How historical was it for me, my husband, and our boys–an African-American family, to turn on the television and see a man, who holds the highest office in the nation, with his family–a family that looks just like ours, commemorating one of the most memorable events in African-American history here on American soil–Selma! Today, we sat as a family almost sandwiched on the edge of my bed watching history unfold. 50 years ago to date, a people just like us, with aggressive purpose but peaceful deed, achieved a monumental feat. In the face of death, seeking their constitutional right to vote, 600 unarmed marchers braved the Edmund Pettus Bridge only to be met by a blood thirsty posse and state troopers, set on deterring their will, who beat them with weapons and showered them with tear gas leaving many of them battered and bloody.

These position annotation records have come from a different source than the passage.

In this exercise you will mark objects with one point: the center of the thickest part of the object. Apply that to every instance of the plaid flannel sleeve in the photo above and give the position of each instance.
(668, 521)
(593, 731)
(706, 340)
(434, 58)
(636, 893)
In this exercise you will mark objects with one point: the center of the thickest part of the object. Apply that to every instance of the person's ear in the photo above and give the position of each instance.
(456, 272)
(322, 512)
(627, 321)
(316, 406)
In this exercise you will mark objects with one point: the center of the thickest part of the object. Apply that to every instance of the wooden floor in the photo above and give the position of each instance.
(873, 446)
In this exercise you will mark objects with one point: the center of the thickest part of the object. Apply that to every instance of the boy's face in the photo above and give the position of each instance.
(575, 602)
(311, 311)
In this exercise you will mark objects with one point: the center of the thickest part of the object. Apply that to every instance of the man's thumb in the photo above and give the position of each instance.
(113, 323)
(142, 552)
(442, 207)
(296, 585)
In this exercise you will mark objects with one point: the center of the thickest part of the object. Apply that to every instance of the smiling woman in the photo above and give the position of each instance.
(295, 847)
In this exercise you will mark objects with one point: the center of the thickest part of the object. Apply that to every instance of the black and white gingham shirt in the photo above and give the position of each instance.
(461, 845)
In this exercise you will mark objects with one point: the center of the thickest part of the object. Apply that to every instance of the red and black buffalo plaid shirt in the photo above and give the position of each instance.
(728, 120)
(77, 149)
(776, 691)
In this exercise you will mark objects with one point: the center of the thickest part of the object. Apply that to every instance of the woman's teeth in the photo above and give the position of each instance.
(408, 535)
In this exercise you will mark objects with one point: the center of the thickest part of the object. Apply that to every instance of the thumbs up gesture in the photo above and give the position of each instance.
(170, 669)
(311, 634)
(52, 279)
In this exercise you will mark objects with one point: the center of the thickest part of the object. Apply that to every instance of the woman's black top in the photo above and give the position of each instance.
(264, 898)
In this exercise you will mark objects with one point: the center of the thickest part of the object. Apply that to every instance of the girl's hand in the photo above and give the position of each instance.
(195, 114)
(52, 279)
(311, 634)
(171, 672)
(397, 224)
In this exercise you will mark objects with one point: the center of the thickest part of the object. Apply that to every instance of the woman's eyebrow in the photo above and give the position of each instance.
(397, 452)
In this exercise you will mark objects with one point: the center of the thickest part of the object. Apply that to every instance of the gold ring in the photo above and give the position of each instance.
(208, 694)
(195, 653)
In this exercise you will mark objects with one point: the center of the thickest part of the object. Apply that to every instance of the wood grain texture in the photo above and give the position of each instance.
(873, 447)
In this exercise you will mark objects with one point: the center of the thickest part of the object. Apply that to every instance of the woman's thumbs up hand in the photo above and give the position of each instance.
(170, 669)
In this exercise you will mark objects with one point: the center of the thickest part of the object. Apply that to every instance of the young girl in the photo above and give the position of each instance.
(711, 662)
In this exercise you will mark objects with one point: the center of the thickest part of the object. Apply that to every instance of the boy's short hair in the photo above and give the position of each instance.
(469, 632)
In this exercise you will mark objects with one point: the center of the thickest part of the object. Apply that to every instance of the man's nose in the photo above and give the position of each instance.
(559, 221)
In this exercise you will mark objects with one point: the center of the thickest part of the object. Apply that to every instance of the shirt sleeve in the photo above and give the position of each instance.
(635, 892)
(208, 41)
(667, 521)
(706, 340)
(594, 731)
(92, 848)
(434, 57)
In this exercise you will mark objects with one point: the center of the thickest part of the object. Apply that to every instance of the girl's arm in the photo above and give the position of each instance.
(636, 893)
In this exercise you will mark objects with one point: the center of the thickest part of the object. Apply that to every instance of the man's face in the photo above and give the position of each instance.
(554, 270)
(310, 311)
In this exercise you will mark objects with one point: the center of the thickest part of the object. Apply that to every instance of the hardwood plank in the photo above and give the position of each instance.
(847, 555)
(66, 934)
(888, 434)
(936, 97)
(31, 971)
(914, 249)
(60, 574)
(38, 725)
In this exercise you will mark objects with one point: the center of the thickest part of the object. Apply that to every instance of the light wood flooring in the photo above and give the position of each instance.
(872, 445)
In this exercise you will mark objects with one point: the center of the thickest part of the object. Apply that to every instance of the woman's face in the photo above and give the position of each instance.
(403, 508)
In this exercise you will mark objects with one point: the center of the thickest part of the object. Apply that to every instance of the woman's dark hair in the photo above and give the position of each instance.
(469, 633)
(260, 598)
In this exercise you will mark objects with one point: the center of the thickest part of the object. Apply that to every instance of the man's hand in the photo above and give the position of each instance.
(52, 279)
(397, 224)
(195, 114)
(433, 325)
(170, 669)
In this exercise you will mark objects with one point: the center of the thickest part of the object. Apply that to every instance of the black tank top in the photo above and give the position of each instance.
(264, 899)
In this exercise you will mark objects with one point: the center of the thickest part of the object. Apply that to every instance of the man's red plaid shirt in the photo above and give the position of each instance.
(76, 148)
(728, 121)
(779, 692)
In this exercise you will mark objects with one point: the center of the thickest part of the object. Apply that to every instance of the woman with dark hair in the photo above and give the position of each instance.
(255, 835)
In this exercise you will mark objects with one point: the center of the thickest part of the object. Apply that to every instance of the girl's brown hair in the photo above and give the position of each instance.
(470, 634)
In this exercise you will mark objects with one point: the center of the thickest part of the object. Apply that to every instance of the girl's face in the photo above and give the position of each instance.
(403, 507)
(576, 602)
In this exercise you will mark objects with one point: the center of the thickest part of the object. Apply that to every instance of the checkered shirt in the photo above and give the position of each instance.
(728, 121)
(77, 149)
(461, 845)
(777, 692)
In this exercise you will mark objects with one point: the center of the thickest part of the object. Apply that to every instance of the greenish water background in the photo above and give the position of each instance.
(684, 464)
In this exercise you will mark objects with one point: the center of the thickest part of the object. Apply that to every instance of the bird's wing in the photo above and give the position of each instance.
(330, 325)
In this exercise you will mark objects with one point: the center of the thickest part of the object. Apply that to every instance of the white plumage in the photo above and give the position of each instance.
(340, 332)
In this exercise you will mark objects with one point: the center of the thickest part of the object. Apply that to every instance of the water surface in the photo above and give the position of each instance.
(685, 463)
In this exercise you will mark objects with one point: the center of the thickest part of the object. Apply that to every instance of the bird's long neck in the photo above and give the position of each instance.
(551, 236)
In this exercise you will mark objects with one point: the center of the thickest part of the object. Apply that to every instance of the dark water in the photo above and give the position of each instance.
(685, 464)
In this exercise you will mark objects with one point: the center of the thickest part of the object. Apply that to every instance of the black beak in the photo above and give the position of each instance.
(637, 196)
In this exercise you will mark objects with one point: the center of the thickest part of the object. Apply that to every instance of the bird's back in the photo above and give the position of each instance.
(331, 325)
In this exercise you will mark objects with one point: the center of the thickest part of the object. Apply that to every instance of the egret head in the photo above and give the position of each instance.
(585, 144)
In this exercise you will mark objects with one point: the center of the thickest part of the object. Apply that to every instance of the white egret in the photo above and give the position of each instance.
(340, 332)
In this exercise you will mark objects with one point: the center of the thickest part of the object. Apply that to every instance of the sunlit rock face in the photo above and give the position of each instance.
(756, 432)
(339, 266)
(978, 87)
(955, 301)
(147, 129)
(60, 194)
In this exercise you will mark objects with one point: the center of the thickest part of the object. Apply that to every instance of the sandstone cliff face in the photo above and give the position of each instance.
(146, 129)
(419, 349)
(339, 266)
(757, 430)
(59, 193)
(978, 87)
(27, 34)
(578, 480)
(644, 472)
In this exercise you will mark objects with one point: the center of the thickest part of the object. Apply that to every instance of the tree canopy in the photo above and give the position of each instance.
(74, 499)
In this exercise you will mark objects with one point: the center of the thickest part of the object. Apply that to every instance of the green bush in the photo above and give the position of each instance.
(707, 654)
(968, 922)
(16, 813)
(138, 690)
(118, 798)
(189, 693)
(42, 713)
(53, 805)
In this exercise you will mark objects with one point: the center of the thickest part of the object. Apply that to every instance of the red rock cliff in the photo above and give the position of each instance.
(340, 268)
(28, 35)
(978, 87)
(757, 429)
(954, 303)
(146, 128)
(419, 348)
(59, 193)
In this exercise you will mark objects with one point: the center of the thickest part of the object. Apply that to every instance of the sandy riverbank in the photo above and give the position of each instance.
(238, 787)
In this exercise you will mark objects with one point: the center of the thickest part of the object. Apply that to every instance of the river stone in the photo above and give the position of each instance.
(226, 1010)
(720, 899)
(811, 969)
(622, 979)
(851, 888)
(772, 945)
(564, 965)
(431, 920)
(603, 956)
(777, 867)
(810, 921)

After escaping the bridge on that dark day, they didn’t return to their homes to cower in corners and give up. They mounted that bridge two more times, and with the whole world watching. Because of their determined stance, President Johnson was forced to move on their behalf. On their third attempt, thousands of US soldiers and National Guard were dispatched to protect them as they blazed the historic trail from Selma to Montgomery to contest their right to vote.

I don’t believe our eyes shifted once during today’s coverage. Rep. Lewis–A Selma survivor, shared an emotional account with the world today and admonished that we are far from resolved on this issue. The President followed with an echo of the same sentiment by going a step further and challenging congress to not just note Selma as a historic event, but step up and continue to protect voting rights by blocking current laws being established to neglect them. The moment was concluded with a memorable walk over the bridge.

The baton was passed to the next generation today. And for that, we say thank you. Thank you to Dr. Martin Luther King Jr., Jimmie Lee Jackson, Amelia Boynton Robinson, Representative John R. Lewis, and countless others who were beat down but refused to back down. We take our hats off to you today!